We say that two stores are connected if the respective Voronoi polygons are adjacent. For a given set of stores, the region constituted by those stores may range from being completely fragmented (when no two stores are connected) to completely unified (when all stores are contiguous). We call the latter a coherent region.

A transaction is a purchase of some (nonzero) units of certain products at a store. We assume the existence of a set of transactions, \(T=\{t_1,t_2,\ldots \}\), such that each transaction \(t \in T\) is a 2-tuple indicating the store at which the transaction occurred and the set of products purchased in the transaction. For example, the transaction \(t=\langle s_k,\{p_l,p_m\}\rangle \) indicates that products \(p_l\) and \(p_m\) were purchased at store \(s_k\).

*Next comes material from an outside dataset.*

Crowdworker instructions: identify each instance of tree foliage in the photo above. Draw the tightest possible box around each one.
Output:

Using \(T_s\) to denote the set of transactions occurring at store s, the total units of product p sold at s are computed as:

$$\begin{aligned} sales(p,s) ={\sum \limits _{t \in {T_s}}}{f(p,t)} \end{aligned}$$
(2)

Here, f is a function that gives the units of p sold in transaction t. We assume \(f(p,t)=0\) if p was not sold in transaction t.

We can now define the density of a product p at a store s, \(d_p(s)\), as follows:

$$\begin{aligned} d_p(s) = \frac{sales(p,s)}{\sum \limits _{p'\in P}{sales(p',s)}} \end{aligned}$$
(3)

We compute the density of a product p at all the stores in \(S\). This is referred to as the density distribution, \(D_{p}\), of the product.

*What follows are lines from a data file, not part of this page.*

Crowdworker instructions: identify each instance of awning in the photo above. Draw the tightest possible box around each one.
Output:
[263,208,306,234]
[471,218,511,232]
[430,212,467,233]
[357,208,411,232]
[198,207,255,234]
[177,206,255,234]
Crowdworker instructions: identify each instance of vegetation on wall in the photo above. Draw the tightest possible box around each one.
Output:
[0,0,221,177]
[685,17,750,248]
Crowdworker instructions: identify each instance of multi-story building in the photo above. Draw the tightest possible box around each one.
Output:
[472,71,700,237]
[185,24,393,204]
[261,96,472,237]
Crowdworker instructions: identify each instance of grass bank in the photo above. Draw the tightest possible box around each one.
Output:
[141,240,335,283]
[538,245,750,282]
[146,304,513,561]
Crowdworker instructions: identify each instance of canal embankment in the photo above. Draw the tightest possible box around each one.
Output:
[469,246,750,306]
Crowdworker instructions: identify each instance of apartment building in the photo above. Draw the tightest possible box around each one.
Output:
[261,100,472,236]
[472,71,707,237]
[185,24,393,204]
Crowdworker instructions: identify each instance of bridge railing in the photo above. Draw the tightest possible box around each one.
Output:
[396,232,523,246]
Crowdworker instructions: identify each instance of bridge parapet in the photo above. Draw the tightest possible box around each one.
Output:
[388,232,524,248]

$$\begin{aligned} D_{p} = \langle d_p(s_1), d_p(s_2),\ldots , d_p(s_{|S|})\rangle \end{aligned}$$
(4)

2.2 Problem

Our aim is to identify, given a product p, a set of stores, \(S_p \subseteq S\), such that the stores in \(S_p\) have high product density and result in coherent regions. Note that a product may have more than one coherent region, as shown in Fig. 1c. We refer to each such coherent region as a characterizing region and \(S_p\) as the set of stores that constitute the characterizing regions.

A product may not have any meaningful characterizing region. For a product p, the set of its characterizing regions, \(S_p\), is well defined if the product exhibits localized over-consumption. If the consumption is relatively uniform across all stores, or the stores with high density are scattered, the product may not be coupled to a geographic region and \(S_p\) is thus undefined. That is, for example, the case for generic products that are consumed uniformly across all stores, such as chewing gum and toilet paper.

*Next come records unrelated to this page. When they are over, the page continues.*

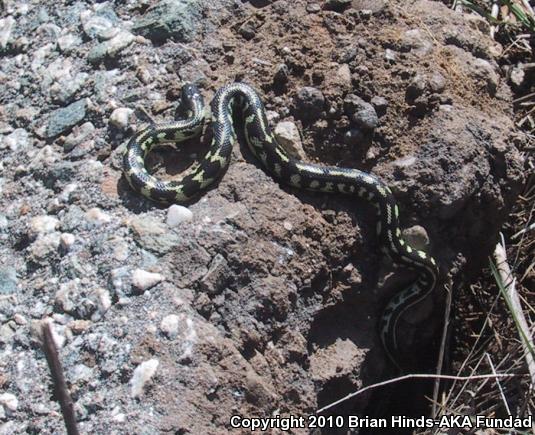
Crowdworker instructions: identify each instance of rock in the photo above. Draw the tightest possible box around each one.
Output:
[238,21,256,41]
[385,48,398,63]
[427,72,446,94]
[402,29,433,57]
[406,74,427,101]
[59,233,76,251]
[295,86,325,120]
[325,0,353,12]
[63,122,95,152]
[402,225,429,250]
[344,94,379,130]
[133,0,202,42]
[0,128,30,151]
[108,107,134,131]
[178,59,210,86]
[336,63,351,88]
[132,269,165,291]
[370,95,388,116]
[273,63,290,86]
[509,65,526,89]
[273,121,306,160]
[130,359,159,397]
[0,393,19,411]
[46,99,87,138]
[0,267,18,295]
[85,207,111,225]
[57,33,82,54]
[160,314,180,340]
[200,254,232,295]
[344,128,364,146]
[0,16,15,50]
[30,215,59,236]
[87,30,136,64]
[129,216,180,254]
[306,2,321,14]
[80,7,119,40]
[49,72,89,105]
[165,204,193,227]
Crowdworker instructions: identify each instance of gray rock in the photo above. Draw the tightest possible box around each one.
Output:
[406,74,427,101]
[238,22,256,41]
[200,254,231,295]
[132,269,165,291]
[130,216,180,254]
[344,128,364,146]
[80,6,119,40]
[178,59,210,86]
[165,204,193,227]
[306,2,321,14]
[87,30,136,64]
[0,267,18,295]
[295,86,325,120]
[30,232,60,262]
[46,99,87,138]
[108,107,134,131]
[133,0,202,42]
[130,359,159,397]
[402,225,429,250]
[344,94,379,130]
[273,121,306,160]
[273,63,290,85]
[0,16,15,50]
[428,72,446,94]
[57,33,82,54]
[0,128,30,151]
[63,122,95,152]
[49,73,89,104]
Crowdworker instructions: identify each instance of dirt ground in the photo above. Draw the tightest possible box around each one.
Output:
[0,0,523,434]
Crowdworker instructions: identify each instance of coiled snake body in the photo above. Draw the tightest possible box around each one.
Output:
[123,83,438,367]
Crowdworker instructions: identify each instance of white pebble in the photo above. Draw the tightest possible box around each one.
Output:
[109,107,134,130]
[85,207,111,225]
[0,128,30,151]
[273,121,305,159]
[130,359,159,397]
[0,393,19,411]
[30,215,59,234]
[166,204,193,227]
[160,314,180,339]
[132,269,165,290]
[95,288,111,314]
[59,233,76,251]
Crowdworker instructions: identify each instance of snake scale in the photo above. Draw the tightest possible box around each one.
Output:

The technique we describe in this paper assumes the existence of characterizing regions for the product. Later we show how our solution offers out-of-the-box support for segregation of products that do have characterizing regions from those that do not in Sect. 4.4.1.

Fig. 3
figure 3

Illustration of different stages in DICE. Normalized density distribution (represented as heatmap in a) forms the starting point. Selection of the desired size for the seed set (m) results in selection of top-m stores as seeds (b). The activated stores influence other stores potentially activating them (c). The region constituted by the set of activated stores is reported as the characterizing region (d)

3 Methodology

Our objective is to analyze the density distribution of a product in order to identify characterizing regions for the product. We focus on geographically coherent regions, defined in Sect. 2 as the largest connected component in the associated Voronoi map. Intuitively, a coherent region should initially contain several neighboring stores exhibiting a high density for the product, as well as other stores with relatively high densities. Conversely, isolated high-density stores should not cause the emergence of a region. Thus, our aim is to design a smoothing process that can expand dense regions. The main challenge in this context is to balance the smoothing that allows DICE to include some regions, while retaining characteristics of the original data distribution.

As stated previously, the natural approach of selecting top k stores based on density works well for products with sharply defined characterizing regions, but it is not a viable solution for the majority of products. Further, it enforces that all products have the same number of stores (k) in the final result, which may not reflect true behavior.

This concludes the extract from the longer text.